Il diritto del mercato del lavoro 2/2017

Formato
PDF
Issn
1590-4911

The present work focuses on the negotiations of the trans-atlantic trade and investment partnership (henceforth TTIP) between the USA and the EU and its impact on the protection of social rights in Europe. In particular, the paper highlights the potential threats to the Marshallian paradigm of social rights in Europe arising from the TTIP, having regard to industrial relations and employment law. In fact, historically and legally speaking the EU Member States and the USA greatly differ from each other when protecting labour. In addition, in the field of labour justice the introduction of an Investor-State Dispute Settlement (ISDS) could jeopardise national sovereignty within labour issues, being possible that a multinational corporation submits a claim to international arbitration because of State action in the social field. In order to avoid a downward harmonisation, the work concludes by exploring the introduction of a labour chapter in the TTIP and its related “tools” (binding social clause, the respect of ILO conventions and TFUE provisions on EU external action).

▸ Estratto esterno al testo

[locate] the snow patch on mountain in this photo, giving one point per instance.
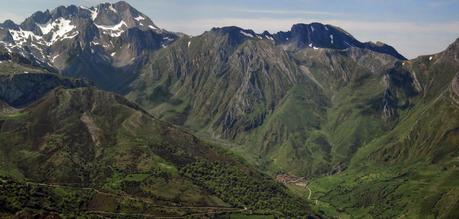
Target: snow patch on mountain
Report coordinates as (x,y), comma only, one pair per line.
(113,31)
(60,29)
(139,18)
(94,13)
(22,36)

Il presente lavoro analizza il processo di negoziazione del Trattato di libero scambio tra USA ed Unione Europea, il Trans-Atlantic Trade and Investment Partnership (c.d. TTIP), con particolare riguardo all’impatto che potrebbe avere sui diritti sociali nel vecchio continente. Più in particolare, l’articolo analizza i rischi di abbassamento delle tutele che il TTIP avrebbe su contrattazione collettiva e licenziamenti, facendo leva su un argomento storico-giuridico: infatti le culture giuridiche degli Stati membri dell’Unione, nonostante presentino a volte marcate differenze, differiscono dal modello individualistico e liberale del diritto americano. In relazione al contenuto del TTIP viene analizzata la clausola Investor-State Dispute Settlement (ISDS) che – ove recepita – consentirebbe ad una multinazionale di convenire in sede di arbitrato internazionale uno Stato a causa della legislazione lavoristica. In un’ottica de jure condendo, il presente contributo auspica l’introduzione di alcune misure volte a mitigare/neutralizzare l’impatto negativo del TTIP sui diritti sociali in Europa (clausola sociale, rispetto delle Convenzioni OIL e del TFUE).